Machine Learning with R
Machine learning is the present and the future! From Netflix’s recommendation engine to Google’s self-driving car, it’s all machine learning. This blog on Machine Learning with R helps you understand the core concepts of machine learning followed by different machine learning algorithms and implementing those machine learning algorithms with R.
This blog on “Machine Learning with R” comprises of these sections:
- Understanding Machine Learning
- Types of Machine Learning Algorithms
- Implementing Machine Learning Algorithms with R
Machine Learning with R | Edureka
Understanding Machine Learning
How do you know all of those are fish?
As a kid, you might have come across a picture of a fish and you would have been told by your kindergarten teachers or parents that this is a fish and it has some specific features associated with it like it has fins, gills, a pair of eyes, a tail and so on. Now, whenever your brain comes across an image with those set of features, it automatically registers it as a fish because your brain has learned that it is a fish. You can even check out the details of successful Spark developer with the Pyspark certification course.
That’s how our brain functions but what about a machine? If the same image is fed to a machine, how will the machine identify it to be a fish?
This is where Machine Learning comes in. We’ll keep on feeding images of a fish to a computer with the tag “fish” until the machine learns all the features associated with a fish.
Once the machine learns all the features associated with a fish, we will feed it new data to determine how much has it learned.
In other words, Raw Data/Training Data is given to the machine, so that it learns all the features associated with the Training Data. Once, the learning is done, it is given New Data/Test Data to determine how well the machine has learned.
Let us move ahead in this Machine Learning with R blog and understand about types of Machine Learning.
Types of Machine Learning
Supervised Learning:
Supervised Learning algorithm learns from a known data-set(Training Data) which has labels to make predictions.
Regression and Classification are some examples of Supervised Learning.
#Classification:
Classification determines to which set of categories does a new observation belongs i.e. a classification algorithm learns all the features and labels of the training data and when new data is given to it, it has to assign labels to the new observations depending on what it has learned from the training data.
For this example, if the first observation is given the label “Man” then it is rightly classified but if it is given the label “Woman”, the classification is wrong. Similarly for the second observation, if the label given is “Woman”, it is rightly classified, else the classification is wrong.
#Regression:
Regression is a supervised learning algorithm which helps in determining how does one variable influence another variable.
Over here, “living_area” is the independent variable and “price” is the dependent variable i.e. we are determining how does “price” vary with respect to “living_area”.
Unsupervised Learning:
Unsupervised learning algorithm draws inferences from data which does not have labels.
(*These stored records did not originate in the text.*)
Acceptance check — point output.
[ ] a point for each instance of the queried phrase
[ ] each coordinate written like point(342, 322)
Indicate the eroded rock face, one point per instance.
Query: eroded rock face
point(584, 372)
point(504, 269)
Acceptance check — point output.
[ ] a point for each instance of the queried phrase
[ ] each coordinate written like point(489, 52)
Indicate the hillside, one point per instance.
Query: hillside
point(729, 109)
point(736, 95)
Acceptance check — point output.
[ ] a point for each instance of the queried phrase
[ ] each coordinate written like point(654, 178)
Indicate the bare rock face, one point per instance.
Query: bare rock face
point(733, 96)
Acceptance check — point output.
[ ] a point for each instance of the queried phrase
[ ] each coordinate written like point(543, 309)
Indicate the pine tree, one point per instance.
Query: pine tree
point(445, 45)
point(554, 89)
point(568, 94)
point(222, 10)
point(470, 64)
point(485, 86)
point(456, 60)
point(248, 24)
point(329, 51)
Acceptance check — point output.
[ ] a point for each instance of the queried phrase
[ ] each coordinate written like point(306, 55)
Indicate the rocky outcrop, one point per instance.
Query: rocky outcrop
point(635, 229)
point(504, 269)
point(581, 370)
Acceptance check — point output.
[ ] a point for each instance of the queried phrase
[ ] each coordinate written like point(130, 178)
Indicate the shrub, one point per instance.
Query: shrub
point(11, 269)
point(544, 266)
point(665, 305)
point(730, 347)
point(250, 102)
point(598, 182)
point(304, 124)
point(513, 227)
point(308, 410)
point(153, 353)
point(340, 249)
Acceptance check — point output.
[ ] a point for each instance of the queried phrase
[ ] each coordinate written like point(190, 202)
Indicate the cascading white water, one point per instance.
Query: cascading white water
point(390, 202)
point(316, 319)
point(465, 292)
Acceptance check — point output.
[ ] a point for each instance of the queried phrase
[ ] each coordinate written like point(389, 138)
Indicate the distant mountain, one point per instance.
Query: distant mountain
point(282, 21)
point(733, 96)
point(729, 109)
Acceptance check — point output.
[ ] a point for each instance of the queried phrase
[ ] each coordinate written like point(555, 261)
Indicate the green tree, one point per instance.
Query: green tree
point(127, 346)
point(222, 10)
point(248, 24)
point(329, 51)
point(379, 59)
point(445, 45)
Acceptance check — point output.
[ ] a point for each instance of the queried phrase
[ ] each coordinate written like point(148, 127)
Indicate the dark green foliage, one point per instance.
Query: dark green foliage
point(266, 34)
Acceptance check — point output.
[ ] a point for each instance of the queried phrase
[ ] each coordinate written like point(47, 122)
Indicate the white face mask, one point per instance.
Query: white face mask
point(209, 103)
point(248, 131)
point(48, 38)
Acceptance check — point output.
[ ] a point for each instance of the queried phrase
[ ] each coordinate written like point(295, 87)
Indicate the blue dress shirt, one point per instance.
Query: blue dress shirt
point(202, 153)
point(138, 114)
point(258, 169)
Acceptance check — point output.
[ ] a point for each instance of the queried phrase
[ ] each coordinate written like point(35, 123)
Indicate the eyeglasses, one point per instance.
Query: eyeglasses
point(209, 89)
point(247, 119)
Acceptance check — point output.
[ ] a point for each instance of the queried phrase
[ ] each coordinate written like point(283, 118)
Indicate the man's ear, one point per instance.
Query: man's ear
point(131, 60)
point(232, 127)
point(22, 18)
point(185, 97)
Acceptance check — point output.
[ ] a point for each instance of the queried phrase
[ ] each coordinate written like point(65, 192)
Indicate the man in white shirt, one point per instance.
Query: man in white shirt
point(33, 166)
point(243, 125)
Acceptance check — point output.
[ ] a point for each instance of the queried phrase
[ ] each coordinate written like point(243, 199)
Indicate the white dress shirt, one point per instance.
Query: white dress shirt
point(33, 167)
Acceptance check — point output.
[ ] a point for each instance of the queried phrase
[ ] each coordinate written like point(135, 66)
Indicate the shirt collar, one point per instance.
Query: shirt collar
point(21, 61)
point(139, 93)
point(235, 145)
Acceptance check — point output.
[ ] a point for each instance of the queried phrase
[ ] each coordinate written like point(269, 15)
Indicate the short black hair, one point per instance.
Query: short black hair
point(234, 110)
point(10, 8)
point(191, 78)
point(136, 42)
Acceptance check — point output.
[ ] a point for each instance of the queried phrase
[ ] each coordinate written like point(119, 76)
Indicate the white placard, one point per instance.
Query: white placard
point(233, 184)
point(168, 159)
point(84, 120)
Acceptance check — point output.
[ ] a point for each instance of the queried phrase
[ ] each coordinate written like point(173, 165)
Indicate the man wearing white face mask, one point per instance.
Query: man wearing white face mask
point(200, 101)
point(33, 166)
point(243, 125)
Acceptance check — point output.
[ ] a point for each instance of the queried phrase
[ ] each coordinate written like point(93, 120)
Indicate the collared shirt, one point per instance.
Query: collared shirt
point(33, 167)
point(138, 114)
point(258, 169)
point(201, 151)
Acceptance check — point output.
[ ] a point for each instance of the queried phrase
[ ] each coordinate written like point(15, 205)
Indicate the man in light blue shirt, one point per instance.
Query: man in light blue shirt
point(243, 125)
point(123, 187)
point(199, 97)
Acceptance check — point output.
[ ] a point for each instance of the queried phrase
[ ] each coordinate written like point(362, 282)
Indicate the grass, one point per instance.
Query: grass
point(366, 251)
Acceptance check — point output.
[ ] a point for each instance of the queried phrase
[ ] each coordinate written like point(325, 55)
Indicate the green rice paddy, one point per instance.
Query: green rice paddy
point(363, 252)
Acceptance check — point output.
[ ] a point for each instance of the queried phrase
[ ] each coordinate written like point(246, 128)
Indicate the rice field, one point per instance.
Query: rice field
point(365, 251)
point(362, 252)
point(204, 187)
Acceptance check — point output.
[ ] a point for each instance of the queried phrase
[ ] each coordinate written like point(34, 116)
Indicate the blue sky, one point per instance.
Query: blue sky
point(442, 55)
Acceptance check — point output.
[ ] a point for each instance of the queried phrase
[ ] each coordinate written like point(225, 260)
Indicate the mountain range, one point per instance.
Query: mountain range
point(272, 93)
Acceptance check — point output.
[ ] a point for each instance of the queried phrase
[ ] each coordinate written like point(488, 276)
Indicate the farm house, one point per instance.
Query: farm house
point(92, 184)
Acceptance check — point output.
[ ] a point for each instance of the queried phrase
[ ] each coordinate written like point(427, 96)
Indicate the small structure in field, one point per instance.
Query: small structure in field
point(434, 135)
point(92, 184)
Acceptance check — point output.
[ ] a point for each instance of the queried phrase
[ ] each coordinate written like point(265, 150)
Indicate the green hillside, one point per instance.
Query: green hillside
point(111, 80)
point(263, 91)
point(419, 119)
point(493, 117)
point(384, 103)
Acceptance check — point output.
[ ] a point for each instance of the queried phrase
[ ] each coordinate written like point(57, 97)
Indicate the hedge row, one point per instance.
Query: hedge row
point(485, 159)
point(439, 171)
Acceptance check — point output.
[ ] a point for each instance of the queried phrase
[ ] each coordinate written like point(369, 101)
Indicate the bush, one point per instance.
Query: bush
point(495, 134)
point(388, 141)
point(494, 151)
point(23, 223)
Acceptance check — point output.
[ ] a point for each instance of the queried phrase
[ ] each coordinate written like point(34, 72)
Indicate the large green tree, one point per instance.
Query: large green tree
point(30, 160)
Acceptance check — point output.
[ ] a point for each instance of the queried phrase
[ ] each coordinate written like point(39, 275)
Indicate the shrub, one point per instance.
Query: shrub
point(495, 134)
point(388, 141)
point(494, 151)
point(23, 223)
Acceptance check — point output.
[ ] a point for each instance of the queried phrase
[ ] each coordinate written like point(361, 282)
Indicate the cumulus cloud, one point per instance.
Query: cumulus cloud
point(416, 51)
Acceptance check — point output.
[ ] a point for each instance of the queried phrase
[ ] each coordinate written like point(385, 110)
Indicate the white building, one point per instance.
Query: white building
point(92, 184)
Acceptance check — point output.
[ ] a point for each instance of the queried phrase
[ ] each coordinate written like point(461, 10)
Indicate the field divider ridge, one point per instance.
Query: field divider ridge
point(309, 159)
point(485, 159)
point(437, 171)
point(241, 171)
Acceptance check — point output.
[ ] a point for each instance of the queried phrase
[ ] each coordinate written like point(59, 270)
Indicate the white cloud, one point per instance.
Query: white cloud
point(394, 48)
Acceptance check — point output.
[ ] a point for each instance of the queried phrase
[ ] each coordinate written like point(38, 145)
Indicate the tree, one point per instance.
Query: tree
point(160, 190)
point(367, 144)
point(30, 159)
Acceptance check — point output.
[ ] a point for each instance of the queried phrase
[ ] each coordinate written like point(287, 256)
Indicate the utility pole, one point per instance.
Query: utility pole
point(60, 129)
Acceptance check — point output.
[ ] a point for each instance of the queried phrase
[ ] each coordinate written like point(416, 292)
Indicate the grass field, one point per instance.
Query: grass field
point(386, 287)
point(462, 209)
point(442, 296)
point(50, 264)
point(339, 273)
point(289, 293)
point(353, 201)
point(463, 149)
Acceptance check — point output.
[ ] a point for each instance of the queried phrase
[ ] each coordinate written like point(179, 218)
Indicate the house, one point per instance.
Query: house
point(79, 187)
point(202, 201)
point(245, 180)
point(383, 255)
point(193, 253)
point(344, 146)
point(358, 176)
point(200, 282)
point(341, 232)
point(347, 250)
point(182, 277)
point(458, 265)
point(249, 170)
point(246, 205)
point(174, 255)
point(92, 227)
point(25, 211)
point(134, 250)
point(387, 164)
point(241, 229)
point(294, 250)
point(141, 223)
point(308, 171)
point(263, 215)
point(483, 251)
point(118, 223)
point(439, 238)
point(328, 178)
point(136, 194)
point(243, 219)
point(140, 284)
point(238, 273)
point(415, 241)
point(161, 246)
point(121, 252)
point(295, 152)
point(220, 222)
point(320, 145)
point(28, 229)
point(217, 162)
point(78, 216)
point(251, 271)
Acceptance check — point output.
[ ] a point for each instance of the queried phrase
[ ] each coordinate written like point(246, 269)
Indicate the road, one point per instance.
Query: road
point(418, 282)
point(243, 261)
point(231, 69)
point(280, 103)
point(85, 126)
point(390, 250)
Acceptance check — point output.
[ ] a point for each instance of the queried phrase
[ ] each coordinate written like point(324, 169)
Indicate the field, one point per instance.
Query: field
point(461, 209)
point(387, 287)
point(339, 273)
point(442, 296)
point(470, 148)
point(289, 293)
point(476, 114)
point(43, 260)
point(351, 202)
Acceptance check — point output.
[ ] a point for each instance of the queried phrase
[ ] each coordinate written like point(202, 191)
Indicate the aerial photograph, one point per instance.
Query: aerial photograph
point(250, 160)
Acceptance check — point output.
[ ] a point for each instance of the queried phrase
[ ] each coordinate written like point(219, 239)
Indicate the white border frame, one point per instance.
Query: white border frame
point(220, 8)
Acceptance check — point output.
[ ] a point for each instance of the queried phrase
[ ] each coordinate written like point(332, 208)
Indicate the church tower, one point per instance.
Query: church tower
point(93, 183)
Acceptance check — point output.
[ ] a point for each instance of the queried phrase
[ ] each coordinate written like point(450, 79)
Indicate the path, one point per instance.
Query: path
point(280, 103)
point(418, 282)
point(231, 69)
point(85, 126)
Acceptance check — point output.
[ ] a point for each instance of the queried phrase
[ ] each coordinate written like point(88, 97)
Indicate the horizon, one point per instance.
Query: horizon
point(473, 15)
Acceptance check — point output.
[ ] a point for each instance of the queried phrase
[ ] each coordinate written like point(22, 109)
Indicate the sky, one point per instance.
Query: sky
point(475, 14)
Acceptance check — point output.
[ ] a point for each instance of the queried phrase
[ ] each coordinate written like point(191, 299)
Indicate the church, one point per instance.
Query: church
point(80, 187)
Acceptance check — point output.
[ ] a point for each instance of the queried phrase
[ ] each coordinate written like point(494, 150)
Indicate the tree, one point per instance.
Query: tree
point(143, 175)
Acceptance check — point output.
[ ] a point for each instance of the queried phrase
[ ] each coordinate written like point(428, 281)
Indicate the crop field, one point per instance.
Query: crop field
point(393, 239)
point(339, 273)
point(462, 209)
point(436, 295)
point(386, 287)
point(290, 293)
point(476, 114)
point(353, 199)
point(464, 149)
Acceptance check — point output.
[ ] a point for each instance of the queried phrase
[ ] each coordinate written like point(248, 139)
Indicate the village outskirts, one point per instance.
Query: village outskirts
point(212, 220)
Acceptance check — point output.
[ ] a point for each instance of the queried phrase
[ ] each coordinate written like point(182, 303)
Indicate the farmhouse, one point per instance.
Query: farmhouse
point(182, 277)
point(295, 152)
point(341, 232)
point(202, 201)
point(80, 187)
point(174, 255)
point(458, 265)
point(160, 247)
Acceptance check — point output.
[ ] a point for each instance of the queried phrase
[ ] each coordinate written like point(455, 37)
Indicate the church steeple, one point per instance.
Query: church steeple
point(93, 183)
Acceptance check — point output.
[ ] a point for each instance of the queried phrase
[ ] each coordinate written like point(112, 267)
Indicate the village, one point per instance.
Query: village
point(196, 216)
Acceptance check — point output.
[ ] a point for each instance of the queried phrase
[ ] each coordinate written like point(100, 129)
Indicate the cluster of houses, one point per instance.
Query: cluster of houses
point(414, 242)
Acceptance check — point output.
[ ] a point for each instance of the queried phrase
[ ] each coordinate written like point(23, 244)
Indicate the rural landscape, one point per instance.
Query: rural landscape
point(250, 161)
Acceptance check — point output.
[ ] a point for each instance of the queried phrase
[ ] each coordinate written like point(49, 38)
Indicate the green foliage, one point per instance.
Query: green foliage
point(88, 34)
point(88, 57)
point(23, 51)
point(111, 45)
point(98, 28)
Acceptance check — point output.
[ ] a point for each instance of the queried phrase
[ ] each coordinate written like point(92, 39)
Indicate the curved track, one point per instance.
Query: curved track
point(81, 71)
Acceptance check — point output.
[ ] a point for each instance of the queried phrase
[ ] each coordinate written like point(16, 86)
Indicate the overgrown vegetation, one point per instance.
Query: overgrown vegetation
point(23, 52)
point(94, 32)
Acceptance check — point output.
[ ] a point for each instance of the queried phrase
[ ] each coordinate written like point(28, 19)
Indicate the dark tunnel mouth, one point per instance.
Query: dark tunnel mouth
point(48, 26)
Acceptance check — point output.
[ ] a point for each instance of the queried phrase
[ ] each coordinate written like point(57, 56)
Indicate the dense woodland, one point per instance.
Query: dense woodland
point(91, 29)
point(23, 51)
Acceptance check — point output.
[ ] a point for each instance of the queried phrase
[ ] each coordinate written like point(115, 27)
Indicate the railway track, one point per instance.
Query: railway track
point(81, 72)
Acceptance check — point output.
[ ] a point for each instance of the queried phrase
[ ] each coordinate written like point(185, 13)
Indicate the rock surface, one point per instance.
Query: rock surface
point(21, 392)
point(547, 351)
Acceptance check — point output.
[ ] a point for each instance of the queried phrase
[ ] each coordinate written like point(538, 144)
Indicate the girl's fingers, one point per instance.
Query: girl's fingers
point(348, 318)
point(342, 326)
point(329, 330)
Clustering is an example of unsupervised learning. “K-means”, “Hierarchical”, “Fuzzy C-Means” are some examples of clustering algorithms.
In this example, the set of observations is divided into two clusters. Clustering is done on the basis of similarity between the observations. There is a high intra-cluster similarity and low inter-cluster similarity i.e. there is a very high similarity between all the buses but low similarity between the buses and cars.
Reinforcement Learning:
Reinforcement Learning is a type of machine learning algorithm where the machine/agent in an environment learns ideal behavior in order to maximize its performance. Simple reward feedback is required for the agent to learn its behavior, this is known as the reinforcement signal.
Let’s take pacman for example. As long as pacman keeps eating food, it earns points but when it crashes against a monster it loses it’s life. Thus pacman learns that it needs to eat more food and avoid monsters so as to improve it’s performance.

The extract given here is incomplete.